Облегченно вздохнув, журналист встает с патронного ящика, нервно закуривает и говорит оператору:
— Володя, поснимай еще раненых… Перемирие, блин!
С улицы лай собаки доносится: испуганный, подвывающий. Снова серия разрывов — и лай в скулеж отчаянный переходит.
Раненный в живот кинолог Вадим стонет:
— Ральфа, Ральфа заберите!
Один из бойцов на улицу выскакивает. Пригнувшись, бросается к стоящему недалеко от входа вольеру, в котором мечется немецкая овчарка. От «зеленки» его прикрывает невысокий кирпичный заборчик, не больше метра.

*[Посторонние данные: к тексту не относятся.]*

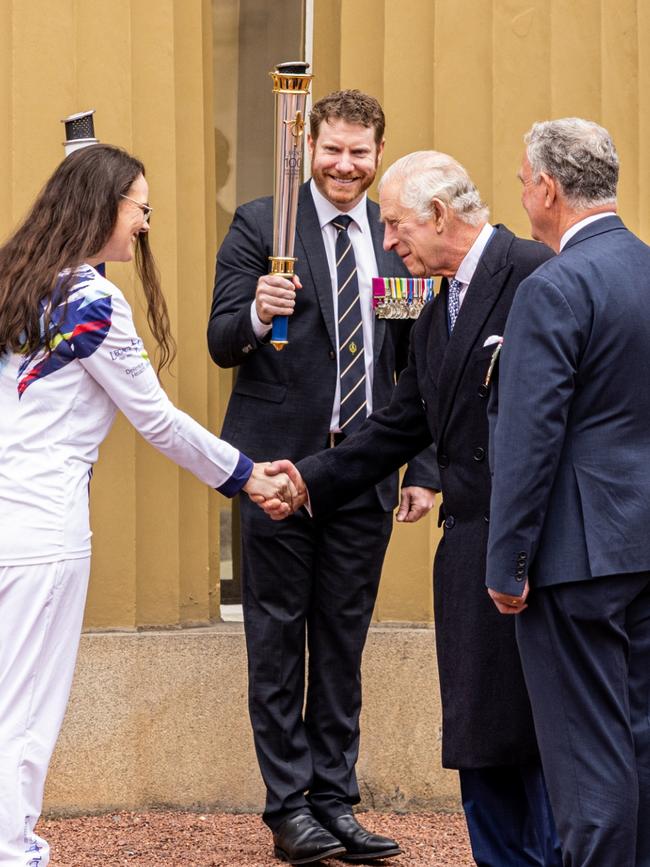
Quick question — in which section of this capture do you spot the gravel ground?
[37,811,474,867]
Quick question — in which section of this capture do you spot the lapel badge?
[483,334,503,388]
[372,277,435,319]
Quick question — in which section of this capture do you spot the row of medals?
[375,298,426,319]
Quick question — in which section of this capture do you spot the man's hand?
[243,462,298,508]
[255,274,302,325]
[488,578,529,614]
[254,460,308,521]
[397,485,436,524]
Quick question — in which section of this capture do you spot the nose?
[336,151,354,174]
[384,223,397,253]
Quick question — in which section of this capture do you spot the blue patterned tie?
[332,214,366,434]
[447,277,463,334]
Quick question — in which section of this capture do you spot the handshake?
[244,460,308,521]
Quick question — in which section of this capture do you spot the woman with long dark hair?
[0,145,286,867]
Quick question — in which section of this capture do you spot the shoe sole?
[341,846,403,861]
[273,846,345,864]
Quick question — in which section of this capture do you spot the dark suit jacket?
[487,216,650,594]
[298,226,551,768]
[208,184,437,511]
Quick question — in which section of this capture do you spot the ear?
[539,172,557,208]
[431,199,448,235]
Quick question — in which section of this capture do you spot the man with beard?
[262,151,562,867]
[208,91,437,864]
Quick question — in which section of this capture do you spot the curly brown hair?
[309,90,386,146]
[0,144,176,372]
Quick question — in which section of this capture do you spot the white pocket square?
[483,334,503,346]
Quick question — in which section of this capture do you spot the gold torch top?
[269,60,314,93]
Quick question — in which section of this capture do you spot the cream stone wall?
[45,624,458,815]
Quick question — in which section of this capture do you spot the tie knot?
[332,214,352,232]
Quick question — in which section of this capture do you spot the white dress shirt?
[560,211,616,252]
[448,223,494,306]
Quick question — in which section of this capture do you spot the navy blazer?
[487,216,650,594]
[208,183,437,511]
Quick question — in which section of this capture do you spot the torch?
[269,61,313,351]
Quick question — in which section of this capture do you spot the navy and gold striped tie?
[332,214,366,434]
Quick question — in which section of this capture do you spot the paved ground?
[43,811,474,867]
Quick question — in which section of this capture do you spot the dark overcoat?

И стоило мелькнуть над забором его полусогнутой фигуре, как прицельная очередь выбила фонтанчики крошки из кирпича, рикошетом хлестанула по макушке шлема, слегка оглушив бойца и усадив на землю. Совсем ползком он добирается к вольеру, стволом автомата сдвигает вертушку. Сообразив, что происходит, «духи» укладывают рядом пару гранат из подствольников. Одна взрывается метрах в пяти, вторая, ударившись в стену, накрывает человека и собаку брызгами штукатурки и мелкими осколками. А те, уходя от смерти, стремительно мчатся на четвереньках к спасительной двери: собака — повизгивая, а боец приговаривая: «Ох, бля! Ох, бля!» — и под запоздавшую автоматную очередь они вместе проскакивают в коридор.